Captions, transcripts, and hearing accommodations in museum audio guides.

KEY TAKEAWAYS

Captions, transcripts, and ASL video are three different accommodations for three different audiences. Captions help hard-of-hearing visitors who can still parse synchronized text; transcripts help anyone who'd rather read than listen; ASL video serves Deaf visitors for whom English is a second language. Most institutions need all three.
The quiet structural win of an AI-narrated platform is that the script exists in text by construction. A transcript isn't a deliverable to budget for — it's a byproduct. Default it on.
Hearing loops with T-coil are still the right answer for fixed listening positions (an auditorium, an orientation theater). Phone-based playback with Made-for-iPhone hearing aids or Bluetooth LE Audio handles ambulatory tours, and most modern hearing aids support both.
ASL is a fundamentally different language, not a translation of English. AI can generate captions and translate text well; it cannot produce ASL video.
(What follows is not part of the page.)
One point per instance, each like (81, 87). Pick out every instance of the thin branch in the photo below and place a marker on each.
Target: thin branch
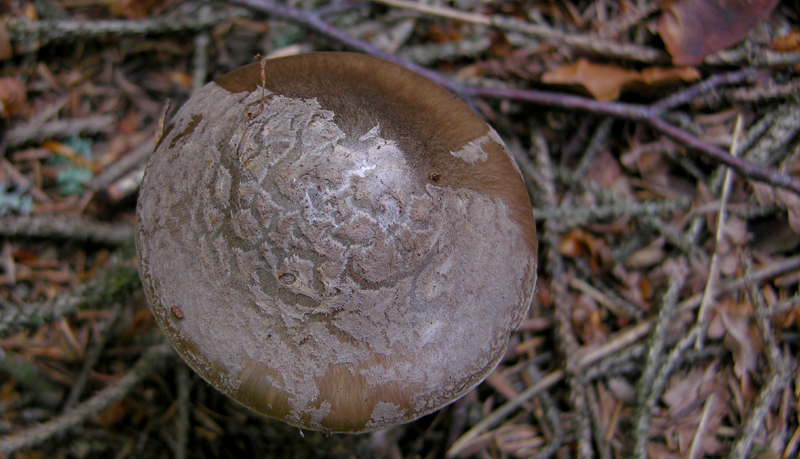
(634, 112)
(149, 363)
For high-priority objects, plan to film a Deaf interpreter.
Roughly 15% of US adults — about 37.5 million people — report some degree of hearing difficulty (NIDCD, 2024). Among visitors over 65, the share is closer to one in four. Hearing accommodations are not a niche accommodation; they're a quarter of your audience over 65.

Audio tours have a built-in problem: they're audio. For a meaningful share of any museum's audience, that's the wrong delivery mechanism by default. This piece walks through how a serious institution actually accommodates Deaf and hard-of-hearing visitors in audio interpretation — what the three accommodations are, when each is required, what hardware fits where, where AI legitimately helps, and where it doesn't. It's written for the curator or accessibility lead deciding what to build into a new audio program, not for a vendor pitch.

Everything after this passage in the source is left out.